Hoogontwikkelde landen kanaliseren bijna 50% van waardestromen naar belastingparadijzen
Wereldwijd zijn slechts vijf landen verantwoordelijk voor het kanaliseren van 47 procent van de offshore-investeringen van multinationals richting belastingparadijzen. Bovenaan de lijst, die uitsluitend uit hoogontwikkelde landen bestaat, staan Nederland en Groot-Brittannië als doorstroomland voor respectievelijk 23 en 14 procent van alle offshore-investeringstromen vanuit belastingparadijzen. Dit blijkt uit een analyse van de onderzoeksgroep CORPNET van de Universiteit van Amsterdam.

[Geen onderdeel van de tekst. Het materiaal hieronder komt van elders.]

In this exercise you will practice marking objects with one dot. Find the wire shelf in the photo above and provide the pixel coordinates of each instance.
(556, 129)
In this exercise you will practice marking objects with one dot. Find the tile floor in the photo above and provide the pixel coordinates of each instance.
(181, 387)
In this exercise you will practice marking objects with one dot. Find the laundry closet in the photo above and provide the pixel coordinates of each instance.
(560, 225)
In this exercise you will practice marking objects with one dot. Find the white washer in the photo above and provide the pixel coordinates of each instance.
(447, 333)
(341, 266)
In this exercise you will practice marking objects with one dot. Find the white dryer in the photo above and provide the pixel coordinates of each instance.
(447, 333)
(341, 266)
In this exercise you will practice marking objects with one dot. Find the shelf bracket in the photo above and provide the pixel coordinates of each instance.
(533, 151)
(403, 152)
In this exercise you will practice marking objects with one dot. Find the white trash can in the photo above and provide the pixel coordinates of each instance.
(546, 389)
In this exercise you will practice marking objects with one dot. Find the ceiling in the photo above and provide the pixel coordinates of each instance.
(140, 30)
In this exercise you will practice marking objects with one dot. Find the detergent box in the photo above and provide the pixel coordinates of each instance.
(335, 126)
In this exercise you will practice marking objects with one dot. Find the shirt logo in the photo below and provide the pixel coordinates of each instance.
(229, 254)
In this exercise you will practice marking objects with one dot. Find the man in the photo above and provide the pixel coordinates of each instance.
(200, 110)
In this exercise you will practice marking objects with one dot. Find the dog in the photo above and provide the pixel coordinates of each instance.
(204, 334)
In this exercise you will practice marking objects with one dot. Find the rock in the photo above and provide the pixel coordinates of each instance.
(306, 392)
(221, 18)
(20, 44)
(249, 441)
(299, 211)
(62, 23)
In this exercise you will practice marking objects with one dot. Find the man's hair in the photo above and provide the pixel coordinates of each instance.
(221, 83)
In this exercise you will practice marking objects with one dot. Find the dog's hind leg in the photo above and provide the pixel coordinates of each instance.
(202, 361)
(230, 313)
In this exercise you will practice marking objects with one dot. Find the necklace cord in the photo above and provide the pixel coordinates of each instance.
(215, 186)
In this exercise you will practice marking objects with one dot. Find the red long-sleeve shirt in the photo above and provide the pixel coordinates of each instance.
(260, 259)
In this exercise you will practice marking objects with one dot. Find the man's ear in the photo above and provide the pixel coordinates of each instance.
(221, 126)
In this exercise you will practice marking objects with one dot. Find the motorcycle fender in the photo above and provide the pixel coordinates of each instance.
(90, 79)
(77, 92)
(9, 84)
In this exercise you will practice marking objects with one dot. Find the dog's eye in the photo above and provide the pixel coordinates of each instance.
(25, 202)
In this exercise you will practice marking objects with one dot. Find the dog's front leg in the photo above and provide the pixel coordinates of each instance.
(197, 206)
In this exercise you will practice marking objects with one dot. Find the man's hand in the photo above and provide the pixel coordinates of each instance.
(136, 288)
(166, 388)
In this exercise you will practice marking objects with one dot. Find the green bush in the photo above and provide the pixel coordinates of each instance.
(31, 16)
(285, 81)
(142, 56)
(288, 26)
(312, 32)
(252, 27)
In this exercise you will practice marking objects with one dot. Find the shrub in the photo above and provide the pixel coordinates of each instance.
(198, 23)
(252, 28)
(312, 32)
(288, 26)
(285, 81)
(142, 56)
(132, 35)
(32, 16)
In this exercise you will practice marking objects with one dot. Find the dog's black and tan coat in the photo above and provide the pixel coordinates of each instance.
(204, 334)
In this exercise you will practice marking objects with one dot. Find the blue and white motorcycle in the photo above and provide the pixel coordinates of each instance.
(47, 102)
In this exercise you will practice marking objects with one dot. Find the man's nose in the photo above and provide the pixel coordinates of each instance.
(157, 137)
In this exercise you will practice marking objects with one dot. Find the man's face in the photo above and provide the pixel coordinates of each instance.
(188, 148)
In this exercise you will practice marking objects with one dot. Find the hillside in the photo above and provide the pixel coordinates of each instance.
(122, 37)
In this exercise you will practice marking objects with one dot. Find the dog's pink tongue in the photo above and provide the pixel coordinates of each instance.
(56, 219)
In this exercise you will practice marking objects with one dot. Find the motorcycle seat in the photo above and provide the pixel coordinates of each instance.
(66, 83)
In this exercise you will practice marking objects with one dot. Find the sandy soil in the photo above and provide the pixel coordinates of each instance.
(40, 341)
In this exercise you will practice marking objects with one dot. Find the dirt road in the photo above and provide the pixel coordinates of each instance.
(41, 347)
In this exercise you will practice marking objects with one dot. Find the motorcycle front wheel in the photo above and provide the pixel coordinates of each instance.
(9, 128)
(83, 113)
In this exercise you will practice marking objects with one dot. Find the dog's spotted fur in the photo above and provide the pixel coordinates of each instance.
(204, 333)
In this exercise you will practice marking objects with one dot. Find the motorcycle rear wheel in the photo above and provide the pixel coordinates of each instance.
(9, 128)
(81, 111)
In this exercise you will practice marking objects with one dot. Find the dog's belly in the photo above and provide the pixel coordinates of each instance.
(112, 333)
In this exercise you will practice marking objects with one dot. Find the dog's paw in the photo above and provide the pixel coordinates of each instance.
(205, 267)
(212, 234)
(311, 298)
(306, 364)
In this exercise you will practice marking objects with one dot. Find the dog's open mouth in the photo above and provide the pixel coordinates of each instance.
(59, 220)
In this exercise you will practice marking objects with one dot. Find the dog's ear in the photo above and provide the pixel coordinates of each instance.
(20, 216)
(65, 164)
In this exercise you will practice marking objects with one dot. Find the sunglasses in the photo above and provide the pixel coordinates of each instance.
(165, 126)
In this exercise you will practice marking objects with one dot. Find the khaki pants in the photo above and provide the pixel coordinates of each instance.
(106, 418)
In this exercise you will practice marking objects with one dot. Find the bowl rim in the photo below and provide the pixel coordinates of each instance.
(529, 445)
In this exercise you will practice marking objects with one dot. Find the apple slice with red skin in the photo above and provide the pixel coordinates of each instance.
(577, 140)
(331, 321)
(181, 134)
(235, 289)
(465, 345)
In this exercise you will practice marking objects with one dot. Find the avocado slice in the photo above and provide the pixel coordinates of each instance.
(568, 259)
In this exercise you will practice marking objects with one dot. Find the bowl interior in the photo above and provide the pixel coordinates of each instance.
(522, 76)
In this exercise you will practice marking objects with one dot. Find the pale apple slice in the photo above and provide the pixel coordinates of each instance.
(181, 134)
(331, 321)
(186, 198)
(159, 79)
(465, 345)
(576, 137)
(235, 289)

Een Offshore Financial Center (OFC) is een jurisdictie (vaak een land) dat zakelijke en financiële diensten verleend aan bedrijven die niet in het rechtsgebied zijn gevestigd, op een schaal die veel groter is dan de economie van die jurisdictie. Het onderzoek is gemotiveerd door de populariteit van deze OFC’s onder grote multinationals om hun kapitaal over grenzen te verplaatsen en zo (legaal) hun belasting te verminderen. De mogelijke rol van Nederland als doorvoerland van investeringen vanuit OFCs is momenteel onderwerp van discussie, ondermeer bij de parlementaire ondervragingscommissie Fiscale Constructies begin juli.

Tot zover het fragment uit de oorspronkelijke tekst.